Posted by on Wed, Mar 6, 2013 at 11:11 AM

Ryan Rzepecki, founder of Social Bicycles
  • Ryan Rzepecki, founder of Social Bicycles
Last May I wrote a story about the possibility of Tampa creating a bike sharing program. Today, city officials said the program will become a reality this fall thanks to Social Bicycles and CycleHop, LLC. (CycleHop has implemented bike sharing programs in a number of cities and counties, including Broward County.)

In a statement, Mayor Bob Buckhorn said, "The idea for bicycle sharing is simple: to give residents and visitors one more way to get around our urban core.

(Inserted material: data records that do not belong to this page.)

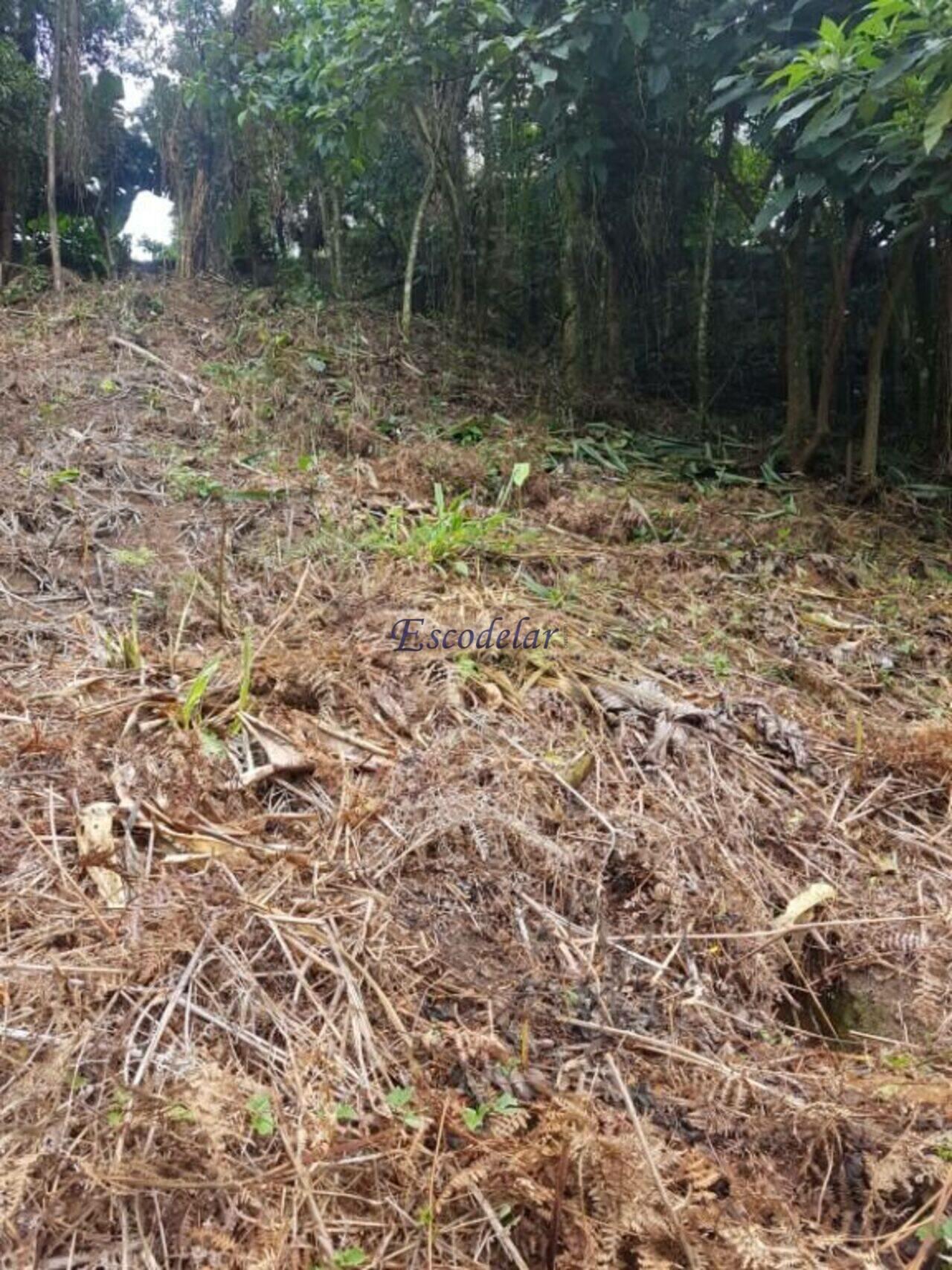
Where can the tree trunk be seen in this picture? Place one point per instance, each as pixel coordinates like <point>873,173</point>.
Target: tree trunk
<point>427,193</point>
<point>335,237</point>
<point>942,399</point>
<point>456,264</point>
<point>51,151</point>
<point>834,336</point>
<point>898,272</point>
<point>799,394</point>
<point>614,324</point>
<point>571,316</point>
<point>704,312</point>
<point>7,219</point>
<point>484,255</point>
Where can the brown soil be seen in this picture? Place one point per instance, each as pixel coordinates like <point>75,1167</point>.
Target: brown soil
<point>448,959</point>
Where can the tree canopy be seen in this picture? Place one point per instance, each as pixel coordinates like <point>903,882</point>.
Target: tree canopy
<point>612,186</point>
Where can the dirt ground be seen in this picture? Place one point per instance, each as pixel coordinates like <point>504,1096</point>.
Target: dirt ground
<point>630,953</point>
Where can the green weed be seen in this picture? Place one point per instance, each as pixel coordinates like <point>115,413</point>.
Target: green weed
<point>192,705</point>
<point>445,537</point>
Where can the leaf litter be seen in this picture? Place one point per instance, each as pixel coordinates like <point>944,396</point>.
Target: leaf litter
<point>634,953</point>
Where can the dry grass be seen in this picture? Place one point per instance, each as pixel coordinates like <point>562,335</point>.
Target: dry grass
<point>375,959</point>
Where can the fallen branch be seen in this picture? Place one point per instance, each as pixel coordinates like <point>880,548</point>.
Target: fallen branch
<point>118,342</point>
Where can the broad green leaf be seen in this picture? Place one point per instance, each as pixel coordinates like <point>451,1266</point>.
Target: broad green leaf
<point>659,77</point>
<point>542,75</point>
<point>400,1096</point>
<point>796,112</point>
<point>937,121</point>
<point>260,1115</point>
<point>639,25</point>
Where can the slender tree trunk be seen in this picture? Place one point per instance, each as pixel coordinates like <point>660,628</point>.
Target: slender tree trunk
<point>704,314</point>
<point>834,336</point>
<point>456,264</point>
<point>942,398</point>
<point>8,203</point>
<point>571,300</point>
<point>485,219</point>
<point>108,251</point>
<point>335,240</point>
<point>799,394</point>
<point>51,151</point>
<point>427,193</point>
<point>898,273</point>
<point>614,324</point>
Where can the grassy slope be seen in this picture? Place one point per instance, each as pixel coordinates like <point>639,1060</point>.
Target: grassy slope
<point>400,993</point>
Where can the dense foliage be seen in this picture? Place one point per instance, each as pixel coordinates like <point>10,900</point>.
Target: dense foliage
<point>66,51</point>
<point>727,202</point>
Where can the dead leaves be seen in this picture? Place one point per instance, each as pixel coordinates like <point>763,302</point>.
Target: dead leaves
<point>97,851</point>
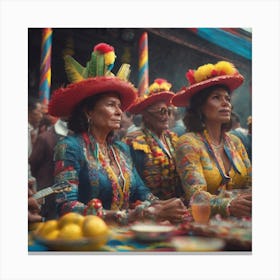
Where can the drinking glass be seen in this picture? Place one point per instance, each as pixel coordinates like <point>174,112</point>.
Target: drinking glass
<point>201,208</point>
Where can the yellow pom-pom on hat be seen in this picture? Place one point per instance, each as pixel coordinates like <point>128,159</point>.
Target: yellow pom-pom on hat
<point>222,73</point>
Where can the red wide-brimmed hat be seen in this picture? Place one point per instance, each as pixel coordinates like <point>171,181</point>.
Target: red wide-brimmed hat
<point>221,73</point>
<point>95,78</point>
<point>158,91</point>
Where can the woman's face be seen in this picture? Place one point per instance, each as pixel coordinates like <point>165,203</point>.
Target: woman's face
<point>217,107</point>
<point>156,117</point>
<point>106,114</point>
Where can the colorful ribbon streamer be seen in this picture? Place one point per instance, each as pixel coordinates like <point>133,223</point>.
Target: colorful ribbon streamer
<point>45,66</point>
<point>143,81</point>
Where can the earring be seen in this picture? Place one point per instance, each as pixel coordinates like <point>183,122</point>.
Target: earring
<point>201,118</point>
<point>89,124</point>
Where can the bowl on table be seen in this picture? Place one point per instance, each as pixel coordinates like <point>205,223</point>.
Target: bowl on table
<point>81,244</point>
<point>151,232</point>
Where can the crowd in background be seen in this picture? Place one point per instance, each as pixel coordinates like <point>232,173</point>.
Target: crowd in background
<point>141,158</point>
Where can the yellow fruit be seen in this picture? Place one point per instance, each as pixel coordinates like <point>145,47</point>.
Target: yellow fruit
<point>35,226</point>
<point>53,234</point>
<point>47,227</point>
<point>70,232</point>
<point>94,226</point>
<point>71,218</point>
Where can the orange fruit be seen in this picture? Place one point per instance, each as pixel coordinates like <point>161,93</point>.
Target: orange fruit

For the cruise passengers in Channelside, the downtown office workers, and the family in Seminole Heights, this program will be designed to make all of their lives easier and provide an affordable, easy mode of transportation."

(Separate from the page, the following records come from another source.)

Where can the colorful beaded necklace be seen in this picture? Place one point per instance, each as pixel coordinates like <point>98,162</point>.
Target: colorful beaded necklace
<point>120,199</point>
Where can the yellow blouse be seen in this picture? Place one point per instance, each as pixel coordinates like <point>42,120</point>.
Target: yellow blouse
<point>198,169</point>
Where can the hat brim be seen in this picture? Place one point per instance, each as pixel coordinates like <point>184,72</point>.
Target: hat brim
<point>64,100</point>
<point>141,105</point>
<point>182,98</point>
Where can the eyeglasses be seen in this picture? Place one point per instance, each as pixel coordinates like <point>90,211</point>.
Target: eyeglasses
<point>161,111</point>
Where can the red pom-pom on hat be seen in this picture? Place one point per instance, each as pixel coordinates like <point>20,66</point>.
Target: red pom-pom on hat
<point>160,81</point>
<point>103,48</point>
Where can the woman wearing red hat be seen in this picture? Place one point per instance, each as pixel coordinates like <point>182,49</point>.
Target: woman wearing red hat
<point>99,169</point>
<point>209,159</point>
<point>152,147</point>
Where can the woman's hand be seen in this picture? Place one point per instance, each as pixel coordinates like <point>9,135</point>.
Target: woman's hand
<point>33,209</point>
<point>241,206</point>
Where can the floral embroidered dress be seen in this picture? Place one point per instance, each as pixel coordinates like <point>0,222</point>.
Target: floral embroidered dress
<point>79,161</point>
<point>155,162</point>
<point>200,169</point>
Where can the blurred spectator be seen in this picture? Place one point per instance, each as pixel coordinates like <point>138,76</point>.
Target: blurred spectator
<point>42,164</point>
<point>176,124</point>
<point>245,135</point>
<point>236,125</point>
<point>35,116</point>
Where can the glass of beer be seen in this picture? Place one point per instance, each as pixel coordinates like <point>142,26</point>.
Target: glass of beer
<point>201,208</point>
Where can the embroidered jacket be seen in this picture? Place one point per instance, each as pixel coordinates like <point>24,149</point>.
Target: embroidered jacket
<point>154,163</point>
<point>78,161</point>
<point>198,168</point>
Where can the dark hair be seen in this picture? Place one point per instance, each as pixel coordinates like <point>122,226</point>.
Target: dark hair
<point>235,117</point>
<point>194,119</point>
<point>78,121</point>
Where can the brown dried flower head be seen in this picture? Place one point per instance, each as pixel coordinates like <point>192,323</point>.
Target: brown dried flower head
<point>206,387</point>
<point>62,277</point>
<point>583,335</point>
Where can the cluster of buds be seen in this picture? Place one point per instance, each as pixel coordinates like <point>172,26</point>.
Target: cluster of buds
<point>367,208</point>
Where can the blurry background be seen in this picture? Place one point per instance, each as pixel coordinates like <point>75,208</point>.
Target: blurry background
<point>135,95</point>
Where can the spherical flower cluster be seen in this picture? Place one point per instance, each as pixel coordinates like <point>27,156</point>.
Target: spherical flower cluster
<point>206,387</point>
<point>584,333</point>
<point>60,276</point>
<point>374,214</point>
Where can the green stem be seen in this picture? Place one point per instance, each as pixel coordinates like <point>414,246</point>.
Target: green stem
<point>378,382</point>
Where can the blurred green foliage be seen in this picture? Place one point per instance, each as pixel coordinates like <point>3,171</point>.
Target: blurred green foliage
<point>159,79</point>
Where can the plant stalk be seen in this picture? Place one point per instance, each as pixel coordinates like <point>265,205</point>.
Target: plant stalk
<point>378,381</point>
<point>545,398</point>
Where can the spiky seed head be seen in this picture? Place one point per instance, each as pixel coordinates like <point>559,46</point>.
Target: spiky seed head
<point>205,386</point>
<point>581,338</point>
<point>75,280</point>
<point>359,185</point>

Last year the city released a proposal requesting a vendor that could create 30 stations with 300 bikes throughout Tampa's downtown core, Ybor City, and surrounding neighborhoods by fall 2013, with expansion phases to continue out to Westshore and the University of South Florida area by fall 2015.

Business Insider recently named the New York City-based Social Bicycles as one of the city's biggest start-up companies.

"Social Bicycles is excited to work with CycleHop to bring the next generation of bike share technology to the City of Tampa," said Ryan Rzepecki, CEO of Social Bicycles. "Residents and visitors will soon be able to travel using a new environmentally friendly form of public transportation. Our bikes are equipped with a GPS-enabled locking system which will lock to bike racks found at hub locations throughout downtown Tampa. Our system is more affordable and scalable than other technologies, and we hope to quickly spread throughout the Tampa Bay region."

This is not the first time the city has tried a bike sharing concept. Back in 1997 the Tampa Downtown Partnership began the "Borrow-a-Bike" program using 50 bikes from the Tampa Police Department's cache of unclaimed stolen property. A week into the program, the "Orangecycles," as they were called, had been stolen (again), and the program was history. But this will be the first time a new, modern concept is being executed — one that has swept through major American and European cities throughout the past half decade.